Les États‑Unis ont récemment imposé des sanctions à des responsables liés à l’armée rwandaise et au M23. Pour Moïse Mupata Mawa, président de la Ligue des jeunes de l’ACP et expert en fiscalité, douane et accises, « ces mesures sont le fruit d’une diplomatie patiente, structurée et déterminée, menée avec courage par le Président Félix Tshisekedi ». Selon lui, ces sanctions marquent un tournant historique dans la lutte pour la souveraineté de la République démocratique du Congo à l’Est.
« Kinshasa a su mobiliser l’Union africaine, saisir les Nations unies et interpeller ses partenaires internationaux, tout en documentant précisément les violations du droit international », explique Moïse Mupata. Il insiste : « Ces sanctions ne sont pas simplement symboliques ; elles responsabilisent directement ceux qui déstabilisent notre pays et affaiblissent le soutien extérieur au M23, notamment celui du Rwanda ».
Pour Moïse Mupata, la pression internationale sur le Rwanda fragilise clairement le régime de Paul Kagame et pourrait, à terme, provoquer une recomposition politique à Kigali. « C’est une chance historique pour la RDC de renforcer sa crédibilité diplomatique et de consolider sa position dans la région », ajoute-t-il. Il précise également : « Le sénateur Gentiny Ngobila Mbaka et l’Alliance des Congolais Progressistes partagent la vision du Président Tshisekedi d’un pays stable et fort, capable de protéger ses citoyens ».

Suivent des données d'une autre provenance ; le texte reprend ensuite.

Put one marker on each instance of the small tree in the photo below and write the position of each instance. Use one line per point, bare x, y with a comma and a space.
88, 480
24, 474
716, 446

Analysant la situation actuelle au Moyen‑Orient, Moïse Mupata Mawa tire la sonnette d’alarme. Selon lui, la crise énergétique mondiale n’est plus une menace lointaine : elle est déjà tangible. L’escalade militaire entre les États‑Unis, Israël et l’Iran perturbe des flux d’exportation essentiels, notamment autour du détroit d’Ormuz, passage stratégique pour près d’un cinquième du pétrole mondial. Dans ce contexte, les cours du pétrole brut ont bondi depuis le début des hostilités, avec le Brent dépassant les 80 dollars le baril, tandis que les prix du gaz naturel en Europe ont grimpé de plus de 30 % sur certaines périodes récentes.
« Cette flambée des prix n’est pas anodine », souligne Moïse Mupata. « L’impact se fait déjà ressentir sur les marchés énergétiques européens et mondiaux, avec des risques de hausse des coûts du carburant, de l’électricité et du transport. L’augmentation des prix du pétrole et du gaz peut alimenter une reprise de l’inflation dans plusieurs économies avancées, menaçant de freiner la croissance mondiale si le conflit se prolonge ».

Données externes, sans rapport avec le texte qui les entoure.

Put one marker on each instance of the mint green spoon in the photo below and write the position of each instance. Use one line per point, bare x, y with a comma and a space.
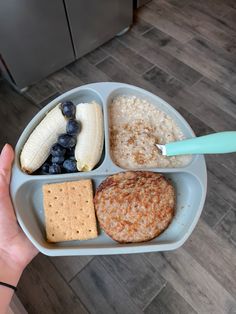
217, 143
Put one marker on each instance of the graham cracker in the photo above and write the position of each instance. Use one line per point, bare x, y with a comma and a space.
69, 211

Face à cette situation internationale déjà tendue, les autorités congolaises doivent faire preuve d’une prudence stratégique renforcée. Moïse Mupata Mawa rappelle : « La RDC ne peut se permettre de subir passivement les effets de chocs extérieurs ; il est impératif d’anticiper et de sécuriser notre économie et le quotidien des Congolais ». Selon lui, plusieurs mesures doivent être mises en œuvre sans délai : renforcer le fonds de stabilisation des prix des carburants, constituer des réserves stratégiques de produits pétroliers, et diversifier rapidement le mix énergétique national pour réduire la dépendance aux importations et aux fluctuations du marché international.
En tant qu’expert en fiscalité, douane et accises, Moïse Mupata insiste également sur la coordination budgétaire et monétaire : « Le ministère des Finances et la Banque centrale doivent travailler de concert pour contenir l’inflation et éviter un choc économique brutal ». La protection du pouvoir d’achat reste cruciale : surveillance stricte des prix des produits de première nécessité, soutien ciblé aux ménages vulnérables et contrôle des marges commerciales figurent parmi les priorités immédiates.
Pour Moïse Mupata, la RDC se trouve aujourd’hui à un moment charnière. « La diplomatie a ouvert la voie, mais seule une anticipation économique et sociale rigoureuse permettra de préserver la stabilité de notre pays ». La leçon est claire : gagner sur le plan international ne suffit pas si l’on ne protège pas simultanément les Congolais des chocs économiques mondiaux.